PULANG
Senin, April 06, 2020
Ditulis 5 tahun lalu, kali terakhir pulang, kali pertama belajar menerima bahwa kadang kala hal paling menyenangkan sekalipun hanya tersisa untuk dikenang.
Hari itu di Jakarta, Juli 2015.
Jam digital yang terpasang di ruang tunggu Terminal 2B
Bandara Soekarno Hatta menunjukan pukul 09.40. Saya kembali menatap dengan
senang angka 10.00 yang tertera pada tiket di tangan saya. 20 menit lagi.
Tiba-tiba saya terkesiap, bukankah harusnya penumpang
sudah boarding 30 menit sebelum
keberangkatan? Keheranan saya dibayar kontan. Seorang perempuan yang duduk
entah di mana, melalui pengeras suara mengatakan bahwa pesawat yang akan saya
tumpangi mengalami keterlambatan. “Pesawat masih tertahan di Surabaya karena
cuaca buruk”, imbuh perempuan itu. Saya memasukkan kembali tiket ke saku jaket, saya baca lagi buku Anak Semua Bangsa karya Pramoedya Ananta
Toer yang sejak 1 jam yang lalu menjadi teman saya menunggu.
Setelah hampir 1 jam lagi menunggu, perempuan di balik pengeras
suara kembali menyapa. Ia menyampaikan ucapan maaf kepada seluruh penumpang
karena penerbangan ke Pontianak masih belum bisa diberangkatkan hingga 2 jam ke
depan.
Penumpang lain yang duduk di sekitar saya mulai
menggerutu. Saya hanya tersenyum tipis melihat kekesalan mereka. Saya sendiri sejujurnya lelah menunggu, tapi apalah
artinya penantian yang hanya 3 jam ini dibanding apa yang sudah saya lakukan
selama 4 tahun. Ya, sejatinya saya telah menunggu penerbangan ini selama 4
tahun.
4 tahun yang lalu, setamat SMP, orangtua saya mengirim saya untuk bersekolah di
Ciamis dan tinggal bersama nenek. Orang tua saya sendiri sudah 8 tahun berada
di Kota Khatulistiwa itu dan tidak pernah pulang ke tempat asal kami di Bogor.
Alasannya klasik, tiket pesawat mahal, padahal jumlah kami sekeluarga ada 5
orang – Bapak, Ibu, saya dan 2 orang adik.
Sejak 4 tahun yang lalu itu pula saya menjadi anak rantau
yang tidak pernah pulang. Komunikasi saya dan orang tua di Pontianak hanya
melalui ponsel, tidak ada tatap muka sama sekali. Hal itu yang membuat saya
hanya bisa menanggapi dingin teman-teman di kampus tempat saya berkuliah
sekarang yang sering mengeluhkan susuahnya jadi anak rantau.
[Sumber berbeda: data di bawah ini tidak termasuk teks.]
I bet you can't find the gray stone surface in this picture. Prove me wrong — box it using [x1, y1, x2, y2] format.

Padahal mereka
jauh lebih beruntung karena bisa pulang sesering yang mereka mau. Kalaupun saya
mudik, saya pulang ke rumah nenek. Pulang yang sebatas rutinitas dan selalu membuat saya tak sabar untuk segera angkat kaki lagi.
Memasuki
jam kedua keterlambatan, perempuan di balik pengeras
suara itu mempersilakan penumpang pesawat yang terlambat untuk mengambil
kompensasi keterlambatan. Kompensasinya adalah sekotak nasi dengan lauk ayam
teriyaki. Saya memilih untuk tidak mengambil jatah makan saya. Hari itu masih
Bulan Ramadhan, walau sesungguhnya saya lapar dan sedang tidak puasa karena menstruasi tetap saja risih rasanya
untuk makan siang disaksikan banyak orang.
Saya memutuskan
untuk berjalan ke dinding kaca yang mengarah ke lintasan pesawat. Deru mesin pesawat terdengar pelan. Ingatan saya terlempar
ke 4 tahun yang lalu, ketika saya tak lebih dari bocah 15 tahun yang kebingungan seorang diri
menunggu di Bandara Supadio, Pontianak. Kala itu mata saya tak lelah memandang ke segala arah,
tentu saja karena saya tak tahu lagi apa yang harus saya perbuat.
Hari itu saya tidak tahu mengapa saya tidak takut terbang
ke Jakarta seorang diri. Saya hanya takut tidak bisa berjumpa kedua orang tua
saya lagi. Diam-diam saya berdoa agar sesulit apapun keadaannya nanti,
saya dapat kembali lagi ke tempat keberangkatan pertama
yang memaksa saya menjadi mandiri.
Tuhan menjawab doa saya
hari ini, melalui suara
perempuan di balik pengeras suara, ketika ia menginstruksikan saya
dan puluhan penumpang lain untuk
naik ke pesawat. Akhirnya saya pulang.